PARIS, Jan 31, 2006 (AFP) -  France's constitutional council on Tuesday struck out the key clause of a law that recognised the "positive role" of colonialism, ending a highly embarrassing episode for the government of President Jacques Chirac.

The nine-member council — which ensures that new laws respect the country's 1958 constitution — said the offending article lay outside the competence of the legislature.

Introduced as a private amendment to a law passed last February on compensation for former colonials, the article stated that "scholastic programmes recognise in particular the positive role of the French overseas presence."

Invoked last week by Chirac, the constitutional council ruled that school texts are fixed by government regulation not by law, and that the clause is therefore inadmissible.

The clause passed almost unnoticed for several months last year, but came to public attention thanks to a petition circulating on the Internet.
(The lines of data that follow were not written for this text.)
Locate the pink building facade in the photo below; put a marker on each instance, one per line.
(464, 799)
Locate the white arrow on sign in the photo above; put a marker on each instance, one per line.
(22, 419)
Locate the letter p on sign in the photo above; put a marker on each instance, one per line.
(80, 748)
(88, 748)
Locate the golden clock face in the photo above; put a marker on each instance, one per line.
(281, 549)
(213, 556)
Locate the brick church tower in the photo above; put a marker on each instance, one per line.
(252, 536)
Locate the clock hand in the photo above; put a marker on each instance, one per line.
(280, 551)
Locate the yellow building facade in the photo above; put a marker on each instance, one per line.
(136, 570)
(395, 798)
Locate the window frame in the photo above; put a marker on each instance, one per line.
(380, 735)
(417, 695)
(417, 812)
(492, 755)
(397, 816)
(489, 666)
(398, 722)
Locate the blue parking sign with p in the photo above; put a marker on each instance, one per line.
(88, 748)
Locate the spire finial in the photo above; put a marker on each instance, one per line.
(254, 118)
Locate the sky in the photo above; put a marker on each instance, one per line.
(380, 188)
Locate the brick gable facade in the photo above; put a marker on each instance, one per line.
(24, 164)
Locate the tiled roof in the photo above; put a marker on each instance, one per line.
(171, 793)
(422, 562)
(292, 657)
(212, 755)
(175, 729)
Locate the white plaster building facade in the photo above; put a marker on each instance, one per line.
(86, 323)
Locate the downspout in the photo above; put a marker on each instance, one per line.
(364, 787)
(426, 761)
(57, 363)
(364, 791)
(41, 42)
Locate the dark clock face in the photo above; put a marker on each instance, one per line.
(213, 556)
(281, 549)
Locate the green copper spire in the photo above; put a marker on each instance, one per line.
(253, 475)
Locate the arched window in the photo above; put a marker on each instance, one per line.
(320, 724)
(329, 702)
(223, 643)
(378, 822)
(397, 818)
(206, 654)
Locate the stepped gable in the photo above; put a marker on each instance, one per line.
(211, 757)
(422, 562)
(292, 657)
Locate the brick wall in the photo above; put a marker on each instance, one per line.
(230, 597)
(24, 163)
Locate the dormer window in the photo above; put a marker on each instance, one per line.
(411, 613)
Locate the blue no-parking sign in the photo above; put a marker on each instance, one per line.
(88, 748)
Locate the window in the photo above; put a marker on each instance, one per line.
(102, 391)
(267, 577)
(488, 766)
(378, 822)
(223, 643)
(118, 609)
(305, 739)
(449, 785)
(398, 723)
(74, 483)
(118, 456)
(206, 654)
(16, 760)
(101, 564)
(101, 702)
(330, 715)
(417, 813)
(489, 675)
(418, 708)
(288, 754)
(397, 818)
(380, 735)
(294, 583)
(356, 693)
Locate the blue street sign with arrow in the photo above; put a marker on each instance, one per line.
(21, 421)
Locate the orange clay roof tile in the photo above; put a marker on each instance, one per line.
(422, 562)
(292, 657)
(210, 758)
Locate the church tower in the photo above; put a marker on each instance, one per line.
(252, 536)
Academics said the article was a flagrant intrusion by politicians into the realm of historical debate, while left-wingers accused the government of trying to lay down an official version of the colonial past that ignored its huge human cost.

The row badly strained relations with the country's black and Arab populations just as the country was reeling from last November's rioting in high-immigration suburbs.

On Monday Chirac announced that May 10 will be an annual memorial day in France to commemorate victims of the slave trade.